Hiçbir şey umurunda değildir Hafızın. Hak bildiği yolda korku elini tutmamıştır. O günlerde Diyarbakırlı Abdülkadir, Üstaddan bahseder. “Vaktin varsa düş arkama görmeye gidelim.” Hafız heyecanlanır. Eve bile uğramadan yola düşerler. Divana varırlar. Bayram Yüksel kapıyı açar. Hafız’a döner. “Nerden geldin?” “Yalvaç’tan” deyince Bayram irkilir: Yalvaç’tan gelecek bir adamı bekliyor Üstad Hazretleri, ama şansın yok.
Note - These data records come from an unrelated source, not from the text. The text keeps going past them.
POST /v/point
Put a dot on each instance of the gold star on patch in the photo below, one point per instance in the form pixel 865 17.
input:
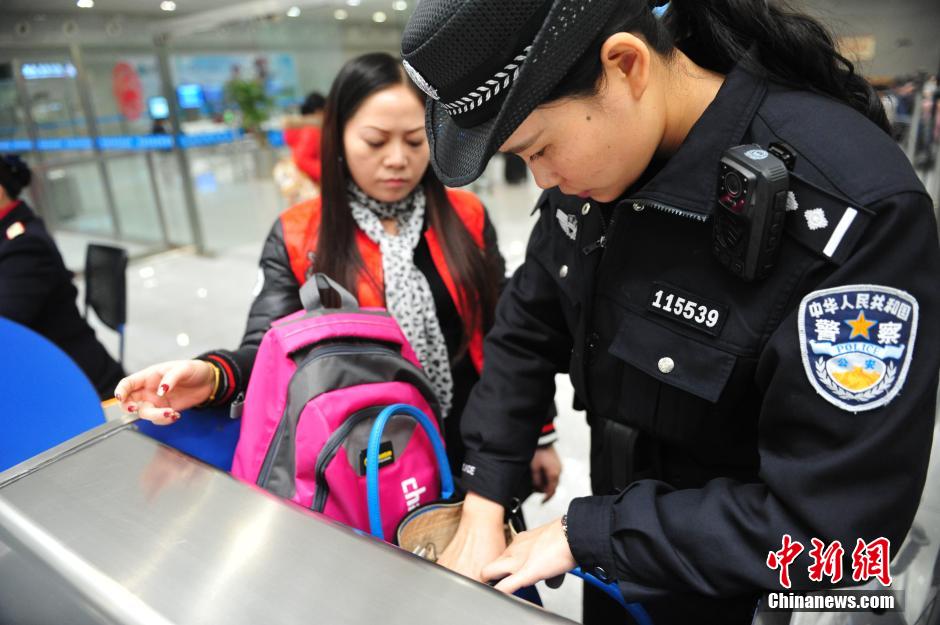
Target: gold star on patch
pixel 861 326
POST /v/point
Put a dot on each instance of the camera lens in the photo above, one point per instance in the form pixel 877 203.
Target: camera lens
pixel 733 184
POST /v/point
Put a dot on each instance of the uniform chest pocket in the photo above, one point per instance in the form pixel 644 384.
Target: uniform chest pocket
pixel 688 379
pixel 562 260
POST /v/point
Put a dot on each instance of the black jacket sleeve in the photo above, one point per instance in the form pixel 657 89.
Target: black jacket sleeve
pixel 528 345
pixel 278 296
pixel 28 273
pixel 496 268
pixel 825 472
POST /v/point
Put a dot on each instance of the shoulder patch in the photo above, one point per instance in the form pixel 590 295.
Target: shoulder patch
pixel 15 230
pixel 856 342
pixel 828 225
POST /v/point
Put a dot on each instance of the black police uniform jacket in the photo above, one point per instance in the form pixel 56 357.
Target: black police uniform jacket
pixel 733 445
pixel 36 291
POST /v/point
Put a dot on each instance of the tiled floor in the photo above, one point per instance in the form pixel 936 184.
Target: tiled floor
pixel 181 304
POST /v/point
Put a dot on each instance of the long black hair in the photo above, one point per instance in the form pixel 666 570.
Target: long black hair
pixel 337 254
pixel 765 37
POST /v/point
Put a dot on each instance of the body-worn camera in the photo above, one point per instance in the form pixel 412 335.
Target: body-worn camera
pixel 752 204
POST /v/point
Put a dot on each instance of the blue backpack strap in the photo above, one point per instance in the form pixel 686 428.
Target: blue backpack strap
pixel 372 460
pixel 635 610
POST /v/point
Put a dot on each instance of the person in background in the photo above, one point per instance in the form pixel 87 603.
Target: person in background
pixel 303 136
pixel 36 289
pixel 389 232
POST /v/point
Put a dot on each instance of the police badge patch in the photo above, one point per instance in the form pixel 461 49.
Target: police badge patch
pixel 857 343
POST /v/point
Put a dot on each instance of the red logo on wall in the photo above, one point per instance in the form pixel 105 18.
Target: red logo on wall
pixel 128 93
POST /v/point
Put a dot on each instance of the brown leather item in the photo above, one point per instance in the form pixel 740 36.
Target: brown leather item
pixel 427 531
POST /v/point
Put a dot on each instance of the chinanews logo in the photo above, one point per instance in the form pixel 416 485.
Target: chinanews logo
pixel 857 342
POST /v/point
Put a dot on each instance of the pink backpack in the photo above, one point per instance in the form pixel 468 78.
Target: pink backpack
pixel 320 381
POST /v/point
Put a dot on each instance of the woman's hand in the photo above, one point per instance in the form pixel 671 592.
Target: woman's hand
pixel 533 556
pixel 546 471
pixel 479 539
pixel 158 393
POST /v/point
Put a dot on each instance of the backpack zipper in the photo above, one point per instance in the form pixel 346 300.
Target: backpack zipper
pixel 340 349
pixel 329 452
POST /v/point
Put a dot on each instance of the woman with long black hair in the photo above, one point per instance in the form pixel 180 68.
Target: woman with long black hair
pixel 732 263
pixel 387 230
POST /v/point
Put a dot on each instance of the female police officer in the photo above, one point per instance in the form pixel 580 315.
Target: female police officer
pixel 757 349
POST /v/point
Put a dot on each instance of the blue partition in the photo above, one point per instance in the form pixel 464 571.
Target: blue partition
pixel 45 398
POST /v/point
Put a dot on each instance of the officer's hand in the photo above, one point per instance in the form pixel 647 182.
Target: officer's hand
pixel 479 538
pixel 158 393
pixel 533 556
pixel 546 471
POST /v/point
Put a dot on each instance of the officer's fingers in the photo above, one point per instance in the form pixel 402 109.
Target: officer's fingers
pixel 183 371
pixel 157 414
pixel 519 580
pixel 506 564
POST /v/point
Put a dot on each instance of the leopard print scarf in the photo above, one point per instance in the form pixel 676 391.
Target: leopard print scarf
pixel 407 292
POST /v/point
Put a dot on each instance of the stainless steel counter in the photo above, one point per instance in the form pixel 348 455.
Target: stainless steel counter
pixel 116 528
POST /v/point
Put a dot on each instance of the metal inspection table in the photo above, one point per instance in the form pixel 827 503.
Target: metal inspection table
pixel 112 527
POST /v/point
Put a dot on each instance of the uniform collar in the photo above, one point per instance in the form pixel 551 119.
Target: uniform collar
pixel 6 209
pixel 688 181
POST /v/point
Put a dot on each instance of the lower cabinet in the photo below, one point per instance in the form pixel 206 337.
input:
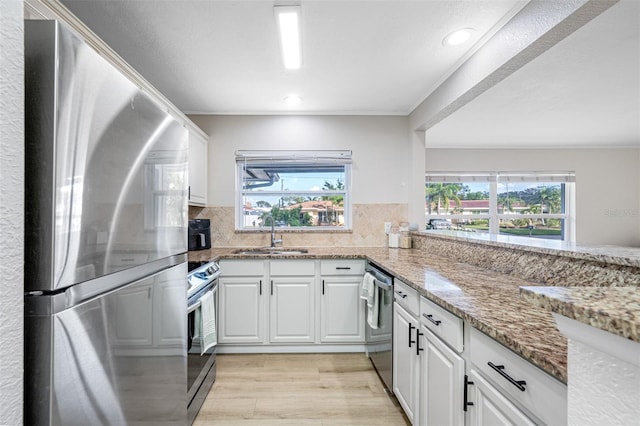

Emirdağ’a gitmek üzere hazırlanıyor. “İki dakika görüşüversek ne olacak sanki” diye iç geçirir. İki dakika sonra Üstad gelir... O bakışlar… Gözlerinin cezbesine kapılmış halde ellerine uzanır. Hasret ve minnetle öper. Lâl kesilir. Üstad dillenir. “Sonra tekrar gelirsin. Bizim şimdi işimiz var. Galibim’e selâm et.” O gözler ebede kadar kalbini Üstad’a bağlar. Ne zaman o anı hatırlasa içi kaynar. Ne zaman o gözlerle karşılaşsa ağlar.
BEDİÜZZAMAN YALVAÇ’TA
Hafız nar ağaçlı bir medrese tutar. Bir gün Halil Hafız ile sohbet etmektedir. Gördüğü rüyayı anlatır: Medrese ile yanındaki yaşlı kadının evinin arasındaki bahçenin içindeki nar ağacının yanından bir kudret suyu çıktı. Sıcak su. O sırada kardeşimle münakaşa ediyoruz. O diyor ki ‘Yeraltı kanallarından gelir. Sıcak yerlerde su ısınır…’ Ben de dedim ki ‘Hayır, Allah’ın kudretidir.’ Münakaşa ederken anam geldi. Medreseyi göstererek ‘şurayı hamam yapın da gelen giden yıkansın’ dedi…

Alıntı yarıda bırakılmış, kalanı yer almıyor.